Lit de Proust: en attente d'un baiser

Parcours et installation

Du 8 au 30 juin 2006

Dans un hangar de la Petite-Patrie, Montréal Accès via la ruelle entre St-Urbain et Waverly, coin Mozart ou Jean-Talon
(Métro de Castelnau)


Vernissage et performance le jeudi 8 juin 2006 de 16h à 20h30
Performance et fête de quartier le samedi 24 juin à compter de 18h
Horaire des visites: jeudi de 16h à 20h30, vendredi et samedi de 13h à 17h

«[...] épinglant ici un feuillet supplémentaire, je bâtirais mon livre, je n’ose pas dire ambitieusement comme une cathédrale, mais tout simplement comme une robe.» M. Proust, Le temps retrouvé

«Voici un projet sur le temps et la mémoire, sur les mots, la lecture et l’écriture. C’est une réponse personnelle à Marcel Proust et À la recherche du temps perdu en lien avec qui je suis, où j’habite et l’époque dans laquelle je vis. Ce projet traite de la patience et de mon obsession des mots.»
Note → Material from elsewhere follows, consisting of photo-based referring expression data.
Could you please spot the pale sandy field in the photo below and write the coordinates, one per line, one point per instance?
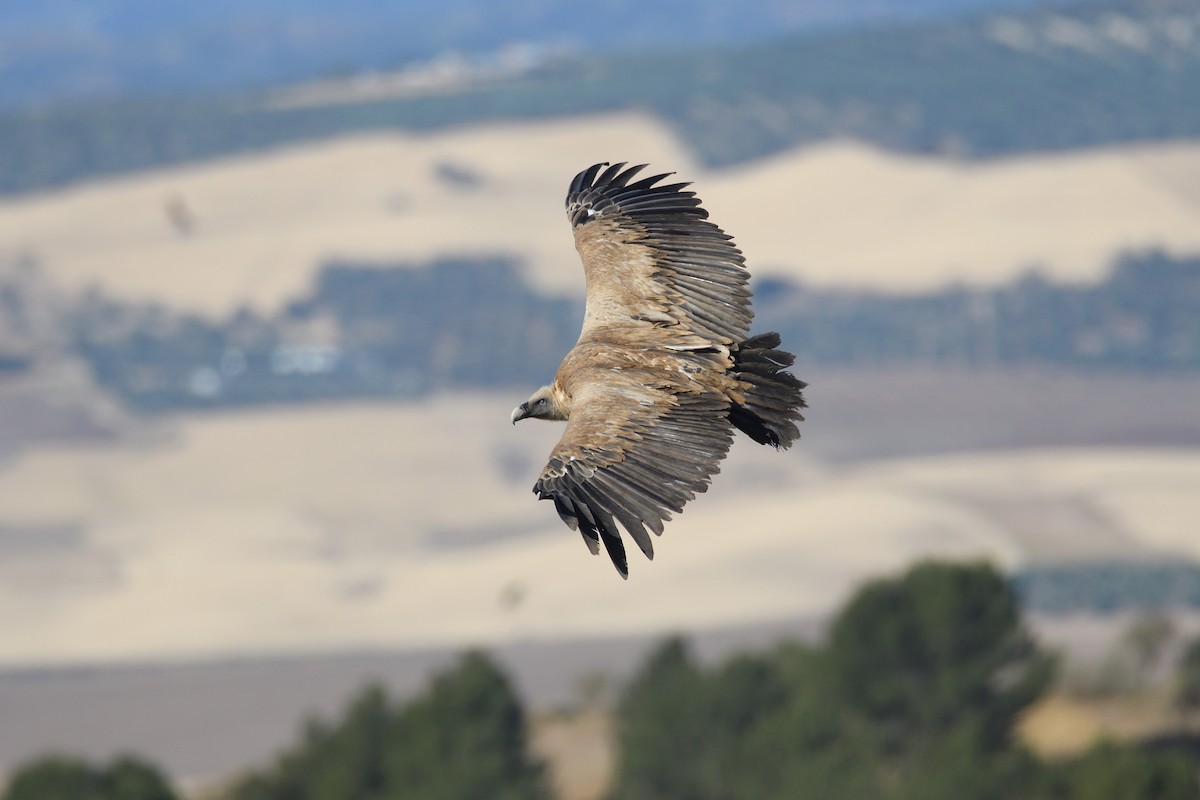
(381, 525)
(834, 214)
(385, 528)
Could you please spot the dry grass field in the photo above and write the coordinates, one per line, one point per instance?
(834, 214)
(199, 547)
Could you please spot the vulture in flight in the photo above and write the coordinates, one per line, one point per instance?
(665, 367)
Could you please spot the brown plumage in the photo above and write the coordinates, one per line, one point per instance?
(664, 370)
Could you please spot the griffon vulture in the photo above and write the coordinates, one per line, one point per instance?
(665, 367)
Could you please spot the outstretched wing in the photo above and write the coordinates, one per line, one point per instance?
(633, 452)
(651, 257)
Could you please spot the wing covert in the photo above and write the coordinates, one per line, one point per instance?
(652, 257)
(631, 455)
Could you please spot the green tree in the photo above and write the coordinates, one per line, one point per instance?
(1110, 771)
(661, 729)
(936, 649)
(57, 777)
(466, 738)
(1187, 689)
(54, 777)
(463, 738)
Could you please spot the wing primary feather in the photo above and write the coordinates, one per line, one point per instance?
(607, 176)
(628, 521)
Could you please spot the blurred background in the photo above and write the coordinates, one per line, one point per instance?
(273, 276)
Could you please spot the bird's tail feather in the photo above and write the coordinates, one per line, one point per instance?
(774, 400)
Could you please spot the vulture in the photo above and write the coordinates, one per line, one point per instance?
(665, 367)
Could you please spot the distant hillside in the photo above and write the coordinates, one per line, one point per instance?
(1051, 78)
(60, 52)
(405, 331)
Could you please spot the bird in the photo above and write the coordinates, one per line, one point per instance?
(665, 368)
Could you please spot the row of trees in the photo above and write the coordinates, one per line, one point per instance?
(916, 696)
(402, 330)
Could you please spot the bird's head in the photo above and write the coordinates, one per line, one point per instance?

Karen Trask s'est mise à la lecture d’À la recherche du temps perdu de Marcel Proust. En s'inspirant des conditions qui ont mené à la création de cette œuvre, Trask a décidé de réinterpréter et de construire, dans un hangar, le contexte, soit la chambre et le lit de Proust. Dans ce hangar, elle confectionne divers papiers, sur lesquels elle appose des mots, des phrases récupérés ou inspirés de l'auteur. Le public accède au lit de Proust par la ruelle qui débouche sur un jardin. Il y trouve la pièce et l'artiste qui l'accueille en plein travail, en pleine lecture ou en plein repos.

Ce projet veut accentuer l'isolement dans lequel l'œuvre de Proust a été créée, alors qu'il était alité pour cause de maladie. Également, le projet fait découvrir le hangar, espèce en voie de disparition, et la cour arrière montréalaise, cet espace intime et privé propre à la ville en le replaçant dans un quartier à zonage mixte, où se côtoient maison unifamilale et édifice industriel, usine et ateliers d'artistes.

«Créer pour moi est né d'un besoin de comprendre et d'approfondir mes expériences personnelles et oniriques. Ces références sont souvent les points de départ dans la réalisation de mes œuvres. L'écriture est un outil important qui me permet de me réinventer de façon à renouveler et à transformer mon quotidien d'artiste et d'individu. Cette écriture est présente autant à l'intérieur de mon processus de création que dans l'œuvre finale.»

Artiste de Montréal, Karen Trask touche à plusieurs média : la sculpture, les livres d’artiste, l’instal-lation, l’estampe, la vidéo et la performance. Elle a réalisé plusieurs expositions solos et de groupe au Canada, en Finlande, en Inde, au Mexique et aux Pays-Bays.